Use PYMC3 to get the posterior distribution of the difference between two variables
Now suppose we are looking at the daily price of two stocks, A and B. The priori is simple: prices are all normally distributed, both mu_A and mu_B are evenly distributed on [10,100], and sigma_A and sigma_B are evenly distributed on [10,100] [1,10]. (I know these are some naïve/false assumptions – just to make the issue clearer.) )
Now suppose I’ve been observing these two stocks for a month and collecting price data. I can get the posterior distribution of A and B separately, but I don’t know how to get the posterior distribution of the difference between two stocks?
prices_A = [25,20,26,23,30,25]
prices_B = [45,49,52,58,45,48]
basic_model = pm. Model()
with basic_model:
mu_A = pm. Uniform('mu_A', lower=10, upper=100)
sigma_A = pm. Uniform('sigma_A', lower=1, upper=10)
mu_B = pm. Uniform('mu_B', lower=10, upper=100)
sigma_B = pm. Uniform('sigma_B', lower=1, upper=10)
A = pm. Normal('Y_1', mu=mu_A, sd=sigma_A, observed=prices_A)
B = pm. Normal('Y_2', mu=mu_B, sd=sigma_B, observed=prices_B)

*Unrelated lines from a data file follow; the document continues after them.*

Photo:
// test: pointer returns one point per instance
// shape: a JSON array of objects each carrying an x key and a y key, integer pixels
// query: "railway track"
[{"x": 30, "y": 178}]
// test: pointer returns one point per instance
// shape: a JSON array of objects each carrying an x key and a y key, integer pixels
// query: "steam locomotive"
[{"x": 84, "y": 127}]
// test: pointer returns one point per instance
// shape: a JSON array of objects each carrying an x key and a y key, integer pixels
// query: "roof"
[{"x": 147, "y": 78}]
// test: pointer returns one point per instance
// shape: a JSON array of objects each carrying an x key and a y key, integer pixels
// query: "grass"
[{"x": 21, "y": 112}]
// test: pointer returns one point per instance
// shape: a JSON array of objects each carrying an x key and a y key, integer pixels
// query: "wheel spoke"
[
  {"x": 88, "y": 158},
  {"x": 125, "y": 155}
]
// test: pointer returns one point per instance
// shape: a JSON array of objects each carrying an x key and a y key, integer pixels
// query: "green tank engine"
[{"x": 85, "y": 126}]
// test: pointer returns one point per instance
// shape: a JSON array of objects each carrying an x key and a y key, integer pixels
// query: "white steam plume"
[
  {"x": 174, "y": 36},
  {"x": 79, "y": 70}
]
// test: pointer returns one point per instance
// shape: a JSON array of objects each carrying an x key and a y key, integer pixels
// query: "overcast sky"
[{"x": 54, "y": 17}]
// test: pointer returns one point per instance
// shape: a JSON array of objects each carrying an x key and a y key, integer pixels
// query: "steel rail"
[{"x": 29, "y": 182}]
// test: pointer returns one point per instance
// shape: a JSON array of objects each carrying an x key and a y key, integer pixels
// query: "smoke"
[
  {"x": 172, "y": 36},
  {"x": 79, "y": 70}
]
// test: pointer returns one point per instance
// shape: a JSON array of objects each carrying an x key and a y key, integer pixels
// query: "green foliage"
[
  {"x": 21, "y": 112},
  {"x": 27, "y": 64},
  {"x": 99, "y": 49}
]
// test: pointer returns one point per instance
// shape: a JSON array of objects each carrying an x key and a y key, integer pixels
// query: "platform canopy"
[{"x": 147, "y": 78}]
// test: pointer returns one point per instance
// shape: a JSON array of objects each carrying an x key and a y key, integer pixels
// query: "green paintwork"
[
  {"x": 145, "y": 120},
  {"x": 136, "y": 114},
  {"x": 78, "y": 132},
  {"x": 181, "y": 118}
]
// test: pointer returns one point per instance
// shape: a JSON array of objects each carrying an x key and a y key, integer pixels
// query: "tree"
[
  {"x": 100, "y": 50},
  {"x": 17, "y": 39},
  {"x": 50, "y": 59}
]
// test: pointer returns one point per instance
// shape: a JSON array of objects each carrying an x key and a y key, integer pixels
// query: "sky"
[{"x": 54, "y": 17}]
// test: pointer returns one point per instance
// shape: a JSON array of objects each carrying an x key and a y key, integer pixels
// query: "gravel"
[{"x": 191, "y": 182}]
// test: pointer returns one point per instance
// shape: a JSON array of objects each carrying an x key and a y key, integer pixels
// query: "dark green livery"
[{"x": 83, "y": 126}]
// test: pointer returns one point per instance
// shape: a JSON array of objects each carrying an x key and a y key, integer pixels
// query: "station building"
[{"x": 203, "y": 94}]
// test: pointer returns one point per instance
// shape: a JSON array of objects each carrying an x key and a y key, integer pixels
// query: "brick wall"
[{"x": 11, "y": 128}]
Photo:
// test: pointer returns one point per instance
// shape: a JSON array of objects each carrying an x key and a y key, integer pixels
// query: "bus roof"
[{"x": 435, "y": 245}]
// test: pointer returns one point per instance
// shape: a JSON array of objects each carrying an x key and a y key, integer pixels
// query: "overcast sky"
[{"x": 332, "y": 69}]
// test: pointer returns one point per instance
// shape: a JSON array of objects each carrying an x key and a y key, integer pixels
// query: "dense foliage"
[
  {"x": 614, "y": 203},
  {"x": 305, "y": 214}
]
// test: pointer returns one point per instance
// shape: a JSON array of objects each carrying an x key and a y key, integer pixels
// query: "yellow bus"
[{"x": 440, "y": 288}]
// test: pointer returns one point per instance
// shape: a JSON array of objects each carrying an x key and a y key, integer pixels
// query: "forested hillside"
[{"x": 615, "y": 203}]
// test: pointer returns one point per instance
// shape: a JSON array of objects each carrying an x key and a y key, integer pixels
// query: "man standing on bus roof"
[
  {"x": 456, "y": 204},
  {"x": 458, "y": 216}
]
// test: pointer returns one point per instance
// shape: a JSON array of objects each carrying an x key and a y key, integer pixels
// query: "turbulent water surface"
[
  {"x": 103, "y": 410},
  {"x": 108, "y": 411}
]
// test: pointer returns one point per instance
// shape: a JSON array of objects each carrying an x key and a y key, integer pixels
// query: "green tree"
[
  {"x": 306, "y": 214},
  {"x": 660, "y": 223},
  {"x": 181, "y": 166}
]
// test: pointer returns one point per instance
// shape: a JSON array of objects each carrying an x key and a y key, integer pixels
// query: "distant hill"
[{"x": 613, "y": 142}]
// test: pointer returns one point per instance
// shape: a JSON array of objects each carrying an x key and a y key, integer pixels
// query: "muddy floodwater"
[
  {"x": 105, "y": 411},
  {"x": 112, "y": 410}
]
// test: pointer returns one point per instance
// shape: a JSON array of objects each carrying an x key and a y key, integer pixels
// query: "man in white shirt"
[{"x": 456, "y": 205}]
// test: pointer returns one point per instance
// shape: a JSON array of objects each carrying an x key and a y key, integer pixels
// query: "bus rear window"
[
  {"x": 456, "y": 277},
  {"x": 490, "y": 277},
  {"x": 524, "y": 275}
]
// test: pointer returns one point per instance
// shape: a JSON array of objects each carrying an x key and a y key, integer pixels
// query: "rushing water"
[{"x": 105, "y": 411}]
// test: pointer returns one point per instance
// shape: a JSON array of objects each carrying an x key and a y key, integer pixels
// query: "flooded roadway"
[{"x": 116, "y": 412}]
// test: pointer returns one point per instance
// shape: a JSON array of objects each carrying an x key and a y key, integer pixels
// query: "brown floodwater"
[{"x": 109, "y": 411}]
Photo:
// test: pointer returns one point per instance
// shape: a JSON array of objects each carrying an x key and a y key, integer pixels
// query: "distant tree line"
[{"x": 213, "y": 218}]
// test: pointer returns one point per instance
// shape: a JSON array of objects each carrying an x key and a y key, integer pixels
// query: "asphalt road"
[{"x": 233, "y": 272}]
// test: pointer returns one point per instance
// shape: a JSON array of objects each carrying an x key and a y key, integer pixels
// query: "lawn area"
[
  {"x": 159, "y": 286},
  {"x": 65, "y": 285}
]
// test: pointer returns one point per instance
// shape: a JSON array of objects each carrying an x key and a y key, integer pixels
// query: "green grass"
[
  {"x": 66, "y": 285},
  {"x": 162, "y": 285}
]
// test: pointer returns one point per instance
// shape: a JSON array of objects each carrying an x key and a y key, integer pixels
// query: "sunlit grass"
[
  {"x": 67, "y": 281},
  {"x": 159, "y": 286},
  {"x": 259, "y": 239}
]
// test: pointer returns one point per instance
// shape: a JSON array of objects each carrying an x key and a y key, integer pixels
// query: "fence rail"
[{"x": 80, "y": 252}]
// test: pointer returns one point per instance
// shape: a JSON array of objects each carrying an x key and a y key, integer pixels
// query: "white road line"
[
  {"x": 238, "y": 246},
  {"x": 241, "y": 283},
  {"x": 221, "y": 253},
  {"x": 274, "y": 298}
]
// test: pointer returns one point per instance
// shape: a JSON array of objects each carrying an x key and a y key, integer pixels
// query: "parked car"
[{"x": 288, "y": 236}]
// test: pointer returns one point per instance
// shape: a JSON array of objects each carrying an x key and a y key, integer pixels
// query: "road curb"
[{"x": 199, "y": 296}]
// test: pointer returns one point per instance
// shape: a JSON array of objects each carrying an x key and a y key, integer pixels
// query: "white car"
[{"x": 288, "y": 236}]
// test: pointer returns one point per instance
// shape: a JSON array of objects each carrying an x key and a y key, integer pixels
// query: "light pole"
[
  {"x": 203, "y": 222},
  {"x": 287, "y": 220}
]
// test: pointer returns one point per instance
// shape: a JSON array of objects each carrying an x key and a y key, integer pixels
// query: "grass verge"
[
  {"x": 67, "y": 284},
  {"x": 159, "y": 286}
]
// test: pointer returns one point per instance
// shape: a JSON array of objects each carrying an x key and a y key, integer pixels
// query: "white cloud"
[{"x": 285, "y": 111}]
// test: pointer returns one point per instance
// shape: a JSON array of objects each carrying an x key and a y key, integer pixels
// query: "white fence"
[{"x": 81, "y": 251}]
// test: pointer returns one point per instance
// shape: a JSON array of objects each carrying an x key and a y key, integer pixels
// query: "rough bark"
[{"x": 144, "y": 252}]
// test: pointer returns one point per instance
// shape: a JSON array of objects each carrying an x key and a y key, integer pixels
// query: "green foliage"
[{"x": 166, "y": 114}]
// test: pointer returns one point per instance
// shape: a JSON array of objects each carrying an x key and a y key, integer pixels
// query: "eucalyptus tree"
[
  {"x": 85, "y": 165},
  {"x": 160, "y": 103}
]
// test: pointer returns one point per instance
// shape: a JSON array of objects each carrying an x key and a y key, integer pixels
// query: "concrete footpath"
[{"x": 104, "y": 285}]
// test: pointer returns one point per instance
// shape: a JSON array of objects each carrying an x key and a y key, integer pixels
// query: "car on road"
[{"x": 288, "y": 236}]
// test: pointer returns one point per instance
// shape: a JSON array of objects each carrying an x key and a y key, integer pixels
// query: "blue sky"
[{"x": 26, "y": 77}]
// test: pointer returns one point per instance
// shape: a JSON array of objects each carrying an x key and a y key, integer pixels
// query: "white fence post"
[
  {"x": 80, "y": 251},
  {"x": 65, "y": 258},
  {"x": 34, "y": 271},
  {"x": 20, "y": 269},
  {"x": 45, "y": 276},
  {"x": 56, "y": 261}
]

dif = pm. Deterministic('dif', A-B)
map_estimate = pm.find_MAP(model=basic_model)
map_estimate
However, the result estimate did not give me the distribution of the dif… Am I confusing the concept of posterior distribution?
Solution
Subtract two variables and you can do it after sampling:
C = trace['A'] - trace['B']
Or you can use deterministic variables as part of the model:
C = pm. Deterministic('C', A - B)
Update:
Now that you’ve published your model, I’ll make the following recommendations
prices_A = [25,20,26,23,30,25]
prices_B = [45,49,52,58,45,48]
basic_model = pm. Model()
with basic_model:
mu_A = pm. Uniform('mu_A', lower=10, upper=100)
sigma_A = pm. Uniform('sigma_A', lower=1, upper=10)

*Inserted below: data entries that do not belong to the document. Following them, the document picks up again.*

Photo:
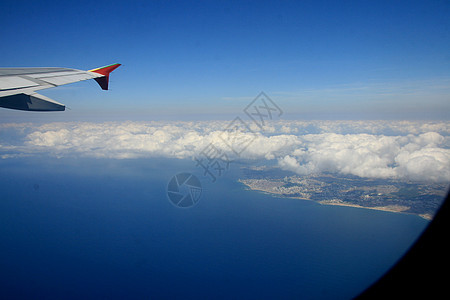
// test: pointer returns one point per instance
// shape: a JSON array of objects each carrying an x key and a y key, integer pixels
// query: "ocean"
[{"x": 75, "y": 228}]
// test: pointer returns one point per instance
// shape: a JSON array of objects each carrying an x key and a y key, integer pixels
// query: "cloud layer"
[{"x": 374, "y": 149}]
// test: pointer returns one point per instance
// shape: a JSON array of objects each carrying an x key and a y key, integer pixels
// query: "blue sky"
[{"x": 317, "y": 59}]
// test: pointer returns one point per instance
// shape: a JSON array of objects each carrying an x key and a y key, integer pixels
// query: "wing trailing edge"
[{"x": 31, "y": 102}]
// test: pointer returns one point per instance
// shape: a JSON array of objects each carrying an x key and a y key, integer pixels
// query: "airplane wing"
[{"x": 18, "y": 86}]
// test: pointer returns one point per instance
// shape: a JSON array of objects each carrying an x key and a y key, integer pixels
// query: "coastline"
[{"x": 389, "y": 208}]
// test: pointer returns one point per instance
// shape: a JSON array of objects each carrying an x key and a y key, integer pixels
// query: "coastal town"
[{"x": 417, "y": 198}]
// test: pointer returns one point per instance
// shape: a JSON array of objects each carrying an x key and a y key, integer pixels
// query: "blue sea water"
[{"x": 101, "y": 228}]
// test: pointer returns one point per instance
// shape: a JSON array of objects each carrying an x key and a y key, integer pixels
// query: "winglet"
[{"x": 104, "y": 80}]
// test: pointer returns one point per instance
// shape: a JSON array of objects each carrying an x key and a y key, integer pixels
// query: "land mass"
[{"x": 418, "y": 198}]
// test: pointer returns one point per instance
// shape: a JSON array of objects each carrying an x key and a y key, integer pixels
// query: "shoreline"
[{"x": 389, "y": 208}]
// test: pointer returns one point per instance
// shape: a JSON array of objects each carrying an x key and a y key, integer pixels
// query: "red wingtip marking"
[
  {"x": 105, "y": 70},
  {"x": 103, "y": 81}
]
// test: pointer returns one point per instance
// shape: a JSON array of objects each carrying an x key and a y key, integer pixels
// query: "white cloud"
[{"x": 374, "y": 149}]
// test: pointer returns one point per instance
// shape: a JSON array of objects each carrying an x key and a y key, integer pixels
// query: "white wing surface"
[{"x": 18, "y": 86}]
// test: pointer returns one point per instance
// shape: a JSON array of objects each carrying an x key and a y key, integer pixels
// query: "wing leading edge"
[{"x": 18, "y": 86}]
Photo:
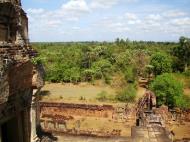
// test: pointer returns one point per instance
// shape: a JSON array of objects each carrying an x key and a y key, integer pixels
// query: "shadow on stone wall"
[{"x": 45, "y": 136}]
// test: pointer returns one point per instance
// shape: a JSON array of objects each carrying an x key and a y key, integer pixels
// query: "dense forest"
[{"x": 120, "y": 64}]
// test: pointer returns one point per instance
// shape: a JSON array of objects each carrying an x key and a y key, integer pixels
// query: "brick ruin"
[{"x": 20, "y": 80}]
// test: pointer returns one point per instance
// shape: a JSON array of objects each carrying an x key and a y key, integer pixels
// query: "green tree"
[
  {"x": 128, "y": 94},
  {"x": 167, "y": 89},
  {"x": 183, "y": 52},
  {"x": 161, "y": 63}
]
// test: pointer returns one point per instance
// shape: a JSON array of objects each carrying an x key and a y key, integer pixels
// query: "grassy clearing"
[{"x": 186, "y": 81}]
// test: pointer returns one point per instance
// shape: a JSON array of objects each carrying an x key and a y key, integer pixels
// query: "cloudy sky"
[{"x": 105, "y": 20}]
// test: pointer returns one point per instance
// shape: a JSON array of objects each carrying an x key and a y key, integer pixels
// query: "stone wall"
[
  {"x": 65, "y": 110},
  {"x": 18, "y": 86}
]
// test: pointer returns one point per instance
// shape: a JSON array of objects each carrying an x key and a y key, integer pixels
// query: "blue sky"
[{"x": 105, "y": 20}]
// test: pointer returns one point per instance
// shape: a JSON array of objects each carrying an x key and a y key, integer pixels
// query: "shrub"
[
  {"x": 128, "y": 94},
  {"x": 161, "y": 63},
  {"x": 102, "y": 96},
  {"x": 167, "y": 90}
]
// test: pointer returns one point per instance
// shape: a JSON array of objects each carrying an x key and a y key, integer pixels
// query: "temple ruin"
[{"x": 20, "y": 80}]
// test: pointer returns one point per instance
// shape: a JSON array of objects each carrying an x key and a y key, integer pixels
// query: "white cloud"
[
  {"x": 130, "y": 16},
  {"x": 181, "y": 21},
  {"x": 154, "y": 17},
  {"x": 76, "y": 6},
  {"x": 103, "y": 3},
  {"x": 35, "y": 11},
  {"x": 174, "y": 13}
]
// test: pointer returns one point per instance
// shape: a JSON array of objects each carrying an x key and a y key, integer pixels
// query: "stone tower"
[{"x": 20, "y": 80}]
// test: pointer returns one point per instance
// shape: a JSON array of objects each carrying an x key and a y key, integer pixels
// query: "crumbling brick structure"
[{"x": 20, "y": 80}]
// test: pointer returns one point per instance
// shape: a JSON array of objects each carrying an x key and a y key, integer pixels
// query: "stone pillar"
[
  {"x": 0, "y": 134},
  {"x": 33, "y": 116},
  {"x": 26, "y": 121}
]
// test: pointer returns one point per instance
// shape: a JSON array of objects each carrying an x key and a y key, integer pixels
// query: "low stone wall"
[
  {"x": 65, "y": 110},
  {"x": 55, "y": 116}
]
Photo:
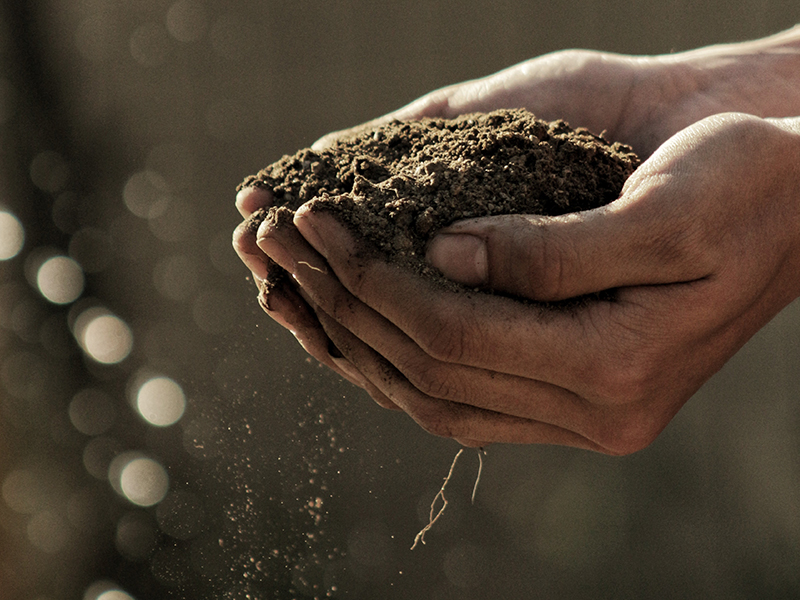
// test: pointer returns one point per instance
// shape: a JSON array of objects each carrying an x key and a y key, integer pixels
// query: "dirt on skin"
[{"x": 395, "y": 186}]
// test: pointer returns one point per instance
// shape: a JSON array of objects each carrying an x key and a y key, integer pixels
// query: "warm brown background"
[{"x": 205, "y": 93}]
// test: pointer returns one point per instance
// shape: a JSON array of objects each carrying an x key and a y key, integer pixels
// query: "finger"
[
  {"x": 498, "y": 392},
  {"x": 651, "y": 235},
  {"x": 447, "y": 419},
  {"x": 473, "y": 329},
  {"x": 244, "y": 243},
  {"x": 252, "y": 198}
]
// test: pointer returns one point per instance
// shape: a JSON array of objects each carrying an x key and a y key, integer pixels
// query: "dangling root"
[
  {"x": 435, "y": 517},
  {"x": 481, "y": 452}
]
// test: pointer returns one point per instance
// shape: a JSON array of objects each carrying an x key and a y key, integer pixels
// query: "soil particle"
[{"x": 397, "y": 185}]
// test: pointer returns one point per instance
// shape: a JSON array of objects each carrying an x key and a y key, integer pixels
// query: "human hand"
[{"x": 701, "y": 249}]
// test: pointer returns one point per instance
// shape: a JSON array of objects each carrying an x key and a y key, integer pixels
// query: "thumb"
[{"x": 627, "y": 243}]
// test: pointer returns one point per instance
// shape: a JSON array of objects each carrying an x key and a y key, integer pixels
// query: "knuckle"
[
  {"x": 436, "y": 381},
  {"x": 435, "y": 421},
  {"x": 442, "y": 337},
  {"x": 548, "y": 257}
]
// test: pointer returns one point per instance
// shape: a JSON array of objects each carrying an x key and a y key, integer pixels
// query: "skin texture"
[{"x": 702, "y": 248}]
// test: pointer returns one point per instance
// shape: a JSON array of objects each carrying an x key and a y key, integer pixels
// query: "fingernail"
[
  {"x": 460, "y": 257},
  {"x": 277, "y": 253}
]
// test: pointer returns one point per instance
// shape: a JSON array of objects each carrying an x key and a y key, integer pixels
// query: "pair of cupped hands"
[{"x": 701, "y": 249}]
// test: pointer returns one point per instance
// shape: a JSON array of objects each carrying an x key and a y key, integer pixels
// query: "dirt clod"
[{"x": 397, "y": 185}]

mu_B = pm. Uniform('mu_B', lower=10, upper=100)
sigma_B = pm. Uniform('sigma_B', lower=1, upper=10)
A = pm. Normal('Y_1', mu=mu_A, sd=sigma_A, observed=prices_A)

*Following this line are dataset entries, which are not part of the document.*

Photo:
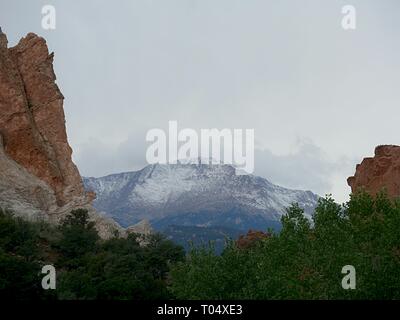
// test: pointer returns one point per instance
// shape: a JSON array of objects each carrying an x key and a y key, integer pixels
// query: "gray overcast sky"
[{"x": 319, "y": 98}]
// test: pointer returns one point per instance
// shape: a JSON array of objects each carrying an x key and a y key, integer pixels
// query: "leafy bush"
[{"x": 305, "y": 260}]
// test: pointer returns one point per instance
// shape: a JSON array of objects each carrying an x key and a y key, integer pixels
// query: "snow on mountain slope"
[{"x": 194, "y": 194}]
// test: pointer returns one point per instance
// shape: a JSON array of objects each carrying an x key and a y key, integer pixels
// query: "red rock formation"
[
  {"x": 381, "y": 171},
  {"x": 250, "y": 239},
  {"x": 32, "y": 120}
]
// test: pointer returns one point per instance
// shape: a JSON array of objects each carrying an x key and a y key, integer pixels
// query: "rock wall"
[
  {"x": 37, "y": 176},
  {"x": 378, "y": 172},
  {"x": 32, "y": 120}
]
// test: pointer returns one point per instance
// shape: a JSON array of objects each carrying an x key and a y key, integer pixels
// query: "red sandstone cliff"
[
  {"x": 37, "y": 175},
  {"x": 378, "y": 172},
  {"x": 32, "y": 120}
]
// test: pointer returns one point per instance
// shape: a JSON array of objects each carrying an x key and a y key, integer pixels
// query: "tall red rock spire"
[
  {"x": 379, "y": 172},
  {"x": 32, "y": 120}
]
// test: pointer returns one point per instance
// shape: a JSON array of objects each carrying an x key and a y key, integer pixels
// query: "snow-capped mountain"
[{"x": 195, "y": 195}]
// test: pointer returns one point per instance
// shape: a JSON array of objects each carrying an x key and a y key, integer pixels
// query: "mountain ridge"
[{"x": 194, "y": 194}]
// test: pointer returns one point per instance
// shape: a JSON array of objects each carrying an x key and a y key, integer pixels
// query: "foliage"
[
  {"x": 305, "y": 260},
  {"x": 87, "y": 267}
]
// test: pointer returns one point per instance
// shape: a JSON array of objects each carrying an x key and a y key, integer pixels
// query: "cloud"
[{"x": 308, "y": 168}]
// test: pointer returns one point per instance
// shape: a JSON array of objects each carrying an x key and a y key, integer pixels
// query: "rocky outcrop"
[
  {"x": 37, "y": 176},
  {"x": 32, "y": 118},
  {"x": 251, "y": 238},
  {"x": 379, "y": 172}
]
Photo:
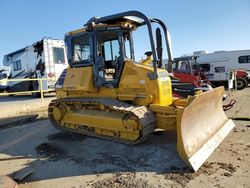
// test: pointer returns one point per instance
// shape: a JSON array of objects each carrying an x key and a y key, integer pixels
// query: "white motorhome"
[
  {"x": 219, "y": 64},
  {"x": 44, "y": 59}
]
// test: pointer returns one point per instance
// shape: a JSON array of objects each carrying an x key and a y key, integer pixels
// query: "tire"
[{"x": 241, "y": 83}]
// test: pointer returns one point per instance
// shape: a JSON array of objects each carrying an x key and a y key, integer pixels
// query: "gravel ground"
[{"x": 60, "y": 159}]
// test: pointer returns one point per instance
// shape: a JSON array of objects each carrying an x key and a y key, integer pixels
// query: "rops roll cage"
[{"x": 157, "y": 61}]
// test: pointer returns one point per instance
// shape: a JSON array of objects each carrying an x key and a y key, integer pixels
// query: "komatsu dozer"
[{"x": 105, "y": 93}]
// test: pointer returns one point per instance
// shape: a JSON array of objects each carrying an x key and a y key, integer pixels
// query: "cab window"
[
  {"x": 81, "y": 48},
  {"x": 58, "y": 54}
]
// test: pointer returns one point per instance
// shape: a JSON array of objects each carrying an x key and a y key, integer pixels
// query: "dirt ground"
[{"x": 60, "y": 159}]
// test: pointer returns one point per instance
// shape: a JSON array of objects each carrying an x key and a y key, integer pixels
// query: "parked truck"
[
  {"x": 43, "y": 59},
  {"x": 218, "y": 65}
]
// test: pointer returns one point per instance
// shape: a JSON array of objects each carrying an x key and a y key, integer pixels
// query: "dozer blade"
[{"x": 201, "y": 127}]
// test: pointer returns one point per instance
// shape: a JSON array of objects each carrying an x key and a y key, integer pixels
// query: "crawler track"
[{"x": 145, "y": 117}]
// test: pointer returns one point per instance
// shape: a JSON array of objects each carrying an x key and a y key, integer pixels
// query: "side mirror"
[{"x": 159, "y": 46}]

B = pm. Normal('Y_2', mu=mu_B, sd=sigma_B, observed=prices_B)
dif = pm. Deterministic('dif', mu_A-mu_B) # diff of the means
trace = pm.sample()
pm.summary(trace)
Basically my advice is not to use find_MAP(),
but to sample from a posterior sample and then calculate what you want from the sample (in trace
). For example, summary
will give you the mean, standard deviation, and other quantities calculated from a posterior sample.
You might also want to use sample_ppc
to get a “posterior prediction sample.”
ppc = pm.sample_ppc(trace, 1000, basic_model)
dif_ppc = ppc['Y_1'] - ppc['Y_2']
dif_ppc
represents the difference in stocks you expect to see, including uncertainty about the mean and standard deviation of stocks.
As a side note, perhaps you want to replace your uniform distribution with others, such as the normal distribution of the mean and the seminormal distribution of Sigma.